Conda, Python and R

Python and R learning resources

While we anticipate that most participants will have some experience with Python and/or R programming, we understand that everyone joining OceanHackWeek is coming from a different background and skill level in programming. Below are links to a few resources to refresh your skills in Python and R, as well as a tutorial video from a previous OHW event that covers a handful of Python packages.
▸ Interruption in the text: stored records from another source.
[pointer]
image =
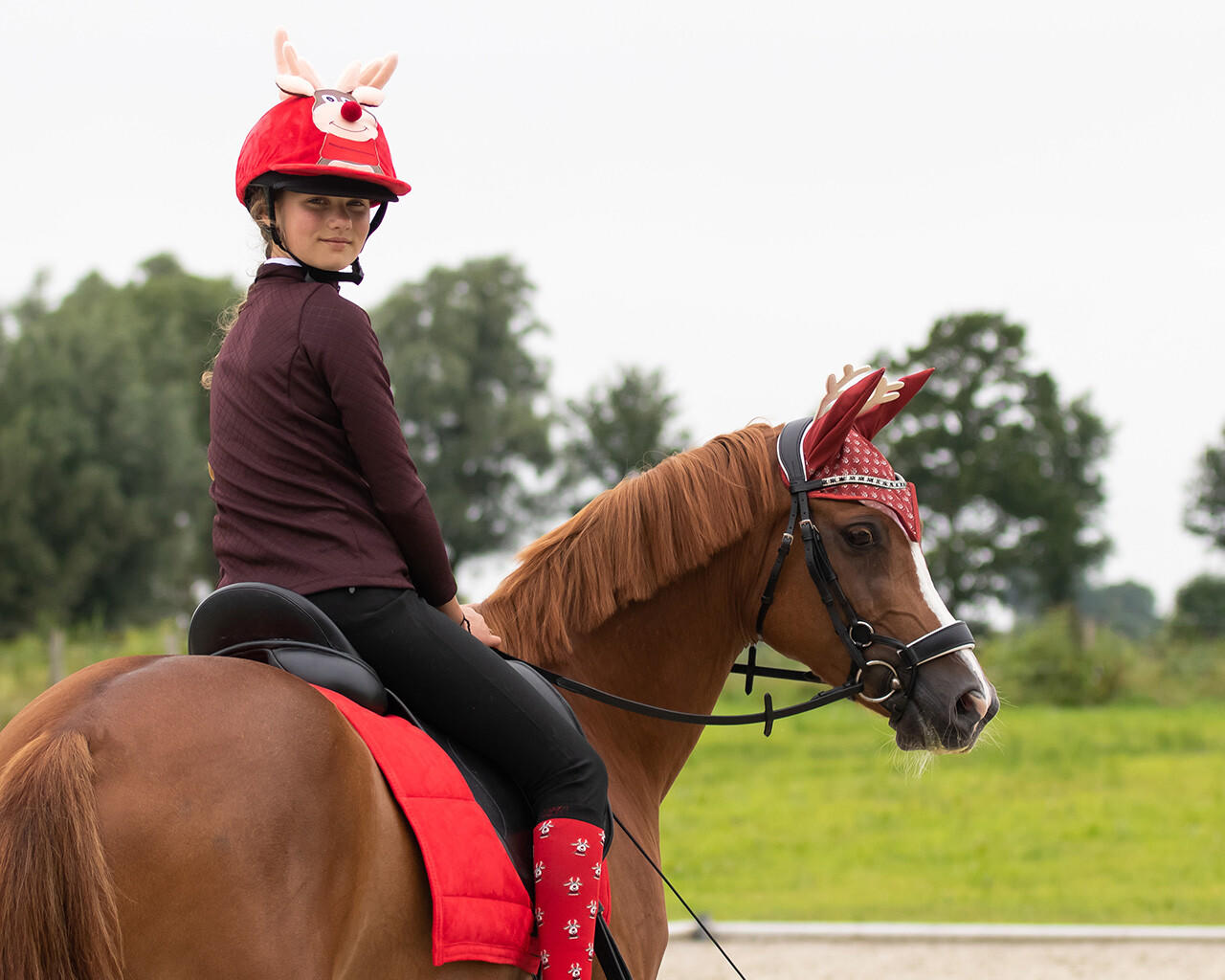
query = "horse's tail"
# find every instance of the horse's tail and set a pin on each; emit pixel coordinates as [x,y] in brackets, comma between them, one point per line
[57,915]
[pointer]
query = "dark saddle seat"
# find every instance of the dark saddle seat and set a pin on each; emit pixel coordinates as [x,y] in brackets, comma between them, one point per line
[276,626]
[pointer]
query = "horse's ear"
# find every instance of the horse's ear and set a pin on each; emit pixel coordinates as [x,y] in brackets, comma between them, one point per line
[828,430]
[878,416]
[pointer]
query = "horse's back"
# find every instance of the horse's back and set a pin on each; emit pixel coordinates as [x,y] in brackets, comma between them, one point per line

The material covered in these lessons is a good reflection of the level we expect participants to be at and should get you up-to-date on the basic programming skills needed for the workshop.

Conda and installing Python and R environments

Overview

The Hub is pre-configured with a customized "environment" of Python and R packages designed to run all the tutorial notebooks, and supporting a broad range of oceanographic applications. This environment is created and managed using the open-source Conda package and environment management system for installing multiple versions of software packages together with their dependencies, and convenient switching between environments.

What is Conda?

Conda is an open source package and environment management system for any programming languages, but very popular among the Python community,

Conda runs on Windows, macOS, and Linux: "Conda quickly installs, runs, and updates packages and their dependencies. Conda easily creates, saves, loads, and switches between environments on your local computer. It was created for Python programs but it can package and distribute software for any language."

For Python, the advantage of conda compared to pip is that it has a built in environment management system as well as the management of binaries, and non-Python dependencies.

Conda on the JupyterHub

The JupyterHub has both a pre-configured base environment, and environments that you create and manage yourself.

JupyterHub base environment

The Conda environment for the base JupyterHub environment is defined in oceanhackweek/jupyter-image. This image contains hopefully everything you will need for the tutorials and for general exploration.

The environment.yml captures the current state of the OceanHackWeek environment. You can explore this file to see what packages we have selected to come in the base environment.

# environment.yml
name: OHW
channels:
  - conda-forge
dependencies:
  - python=3.9
  - pangeo-notebook=2021.07.24
  - argopy
  - bokeh
  - bottleneck
  - cartopy
  - cdsapi
  - cf-units
  - cf_xarray
  - cmip6_preprocessing
  - cmocean
  - colorcet
  - compilers
  - compliance-checker
  - conda-lock
#   ... oh so many more packages that we are not going to include them all here

It also contains a lot of supporting infrastructure for running each individual's JupyterLab server (for instance compilers and conda-lock in just that small subset), so we suggest building up an environment from scratch, rather than by trimming down the base environment.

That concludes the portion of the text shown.